A partir daqui é inevitável falar-se de uma Europa, não a duas, mas a várias velocidades. Tão-só porque, a partir do momento em que os fundos desse novo orçamento forem libertados sob condição da implementação de certas reformas, o conceito de igualdade como o conhecemos hoje deixará de ser a pedra de toque da União. Os países não implementarão as referidas reformas ao mesmo ritmo, com a mesma amplitude e, naturalmente, o acesso a certas ajudas comunitárias não será igual nem atribuído ao mesmo tempo.

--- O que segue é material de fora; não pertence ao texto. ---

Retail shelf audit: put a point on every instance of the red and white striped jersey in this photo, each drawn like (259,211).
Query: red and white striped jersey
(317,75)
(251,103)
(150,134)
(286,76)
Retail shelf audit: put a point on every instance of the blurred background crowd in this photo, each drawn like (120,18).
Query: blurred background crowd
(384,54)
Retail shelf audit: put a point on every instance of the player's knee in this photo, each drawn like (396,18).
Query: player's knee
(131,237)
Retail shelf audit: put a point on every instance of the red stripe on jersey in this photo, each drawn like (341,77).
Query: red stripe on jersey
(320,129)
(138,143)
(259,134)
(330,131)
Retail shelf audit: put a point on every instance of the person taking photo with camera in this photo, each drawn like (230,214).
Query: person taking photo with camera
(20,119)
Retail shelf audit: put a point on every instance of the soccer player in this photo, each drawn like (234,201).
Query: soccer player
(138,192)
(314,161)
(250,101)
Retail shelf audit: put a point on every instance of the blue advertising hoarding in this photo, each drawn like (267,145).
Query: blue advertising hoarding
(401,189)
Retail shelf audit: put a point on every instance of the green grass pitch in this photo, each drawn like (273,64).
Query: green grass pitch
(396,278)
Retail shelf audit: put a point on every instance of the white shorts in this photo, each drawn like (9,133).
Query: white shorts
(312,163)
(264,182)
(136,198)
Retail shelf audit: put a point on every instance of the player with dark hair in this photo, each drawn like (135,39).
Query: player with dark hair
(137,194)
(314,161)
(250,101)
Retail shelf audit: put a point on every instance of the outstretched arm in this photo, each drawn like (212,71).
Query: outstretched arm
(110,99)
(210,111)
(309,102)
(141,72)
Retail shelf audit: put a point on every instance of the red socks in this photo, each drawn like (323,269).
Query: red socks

Mas a UE será ainda a várias velocidades porque Macron tenciona que França e Alemanha assinem um novo Tratado do Eliseu, renovando o de 28 de Janeiro de 1963. Nesse dia, Charles De Gaulle e Konrad Adenauer assinaram um tratado que fixava os termos da cooperação entre os dois países nas relações internacionais, na defesa e na educação, e que muitos consideram como um dos motores da integração europeia. Com esse acordo conseguido há 55 anos, De Gaulle conseguiu retirar a República Federal da Alemanha (RFA) da esfera dos EUA permitindo, desse modo, pensar-se uma Europa não submissa aos interesses norte-americanos. O objectivo de Macron com a renovação deste tratado é precisamente o mesmo.

Será à volta deste novo tratado franco-alemão que Macron tenciona reconstruir, dentro da UE, uma união mais coesa e próxima. Uma nova parceria porque, como disse o próprio, “L’Europe est déjà à plusieurs vitesses, alors, n’ayons pas peur de le dire et de le vouloir!”. Portugal foi mencionado no referido discurso como fazendo parte do pelotão da frente, pelo que caberá ao nosso Governo decidir o que fazer com esta proposta.

Uma soberania reinventada

Terça-feira, 17 de Abril de 2018. O novo presidente francês estreia-se no Parlamento Europeu, onde apela ao que chama de “soberania europeia”, uma soberania reinventada para fazer face ao autoritarismo que ameaça o projecto europeu. No seu entender, os desafios de hoje são globais, não podem ser tratados a um nível meramente nacional, e a UE só em conjunto conseguirá fazer-lhes frente. O terrorismo, os fluxos migratórios, a defesa dos interesses comerciais, a luta contra a fraude fiscal e as próprias relações internacionais (como temos visto no que diz respeito ao Irão) devem ser tratados pela UE como um todo, de forma a que os países europeus sejam bem-sucedidos. Bem-sucedidos no que diz respeito a esses desafios, mas também no combate aos extremismos políticos (quer à esquerda quer à direita) que nos últimos acto eleitorais têm alcançado bons resultados.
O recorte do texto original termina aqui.